Traditionally, people entered their “third age” of life, or post-retirement years, with the same energy and stamina of middle age, but without all the responsibilities of child-rearing and work. They could travel, take up hobbies and maybe play some golf or tennis.
“But for a variety of reasons, whether by choice or not, the role of seniors has changed,” Hostetler says. “More older adults are working and providing for their family."
Hostetler is concerned that in the U.S., a “bucket list” mentality is being promoted to those in later adulthood, counteracting the reality that many older people need to work.
“We’re selling what I call the ‘sexy senior lifestyle’ to older adults, whether or not they can afford it,” says Hostetler, who questions whether these pursuits lead to true fulfillment. “It’s not clear we’ve given people a whole lot of guidance around meaning, other than paid work.”
SECOND (AND THIRD) CAREERS
Thanks to new app-centric companies like Uber, TaskRabbit and Airbnb, the gig economy is often thought of as a young person’s game—something for millennials who crave the independence and flexibility of short-term work commitments.
But in reality, older workers have much higher rates of self-employment than do younger workers, according to Bureau of Labor Statistics data.
“It’s good that older people can move from job to job, but where’s the security going to come from?” Psychology Prof.
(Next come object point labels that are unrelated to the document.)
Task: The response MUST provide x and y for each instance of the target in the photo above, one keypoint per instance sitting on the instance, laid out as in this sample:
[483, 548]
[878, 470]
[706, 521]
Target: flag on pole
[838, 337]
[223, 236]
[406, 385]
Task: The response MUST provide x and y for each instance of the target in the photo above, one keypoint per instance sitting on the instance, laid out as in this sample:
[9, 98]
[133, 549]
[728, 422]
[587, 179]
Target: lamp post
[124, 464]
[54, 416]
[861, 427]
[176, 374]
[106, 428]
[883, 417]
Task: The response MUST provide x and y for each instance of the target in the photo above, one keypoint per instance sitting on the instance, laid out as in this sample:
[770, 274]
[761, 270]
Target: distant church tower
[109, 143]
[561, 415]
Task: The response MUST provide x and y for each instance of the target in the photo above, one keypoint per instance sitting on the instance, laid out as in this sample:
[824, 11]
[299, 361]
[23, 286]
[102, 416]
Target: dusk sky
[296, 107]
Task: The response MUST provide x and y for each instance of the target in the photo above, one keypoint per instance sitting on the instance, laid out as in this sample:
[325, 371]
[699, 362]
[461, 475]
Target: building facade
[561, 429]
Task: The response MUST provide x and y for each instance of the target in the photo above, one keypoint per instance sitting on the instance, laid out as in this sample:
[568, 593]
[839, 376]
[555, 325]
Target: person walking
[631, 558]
Sarah Kuhn says of the trend. “As older people continue to work, they may have Medicare, but they may still have to pay for supplemental coverage and things like that. If they could live on their Social Security or pensions, maybe they would be able to take unpaid work and contribute to nonprofit organizations and other causes.”
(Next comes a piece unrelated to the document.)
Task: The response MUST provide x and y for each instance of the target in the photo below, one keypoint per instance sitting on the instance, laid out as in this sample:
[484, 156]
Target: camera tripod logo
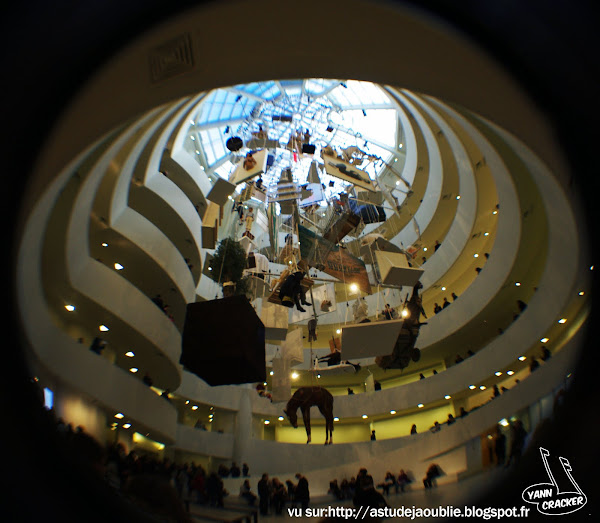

One way older Americans are increasingly contributing to society is in education, says John Brown, a clinical associate professor in the College of Education. Though he primarily trains teachers at the beginning of their careers, Brown says he is seeing a growing number of older adults who are looking to shift gears later in life and teachers. He says it can be good both for their financial and mental well-being.
“To get a new job, you have to have new skills. You have to have a new education and new training. And when you do that, that keeps your brain healthy,” says Brown, who notes that “there’s a lot of research that shows that could put off neurodegenerative disease like Alzheimer’s or other geriatric diseases that include memory loss or mood swings.”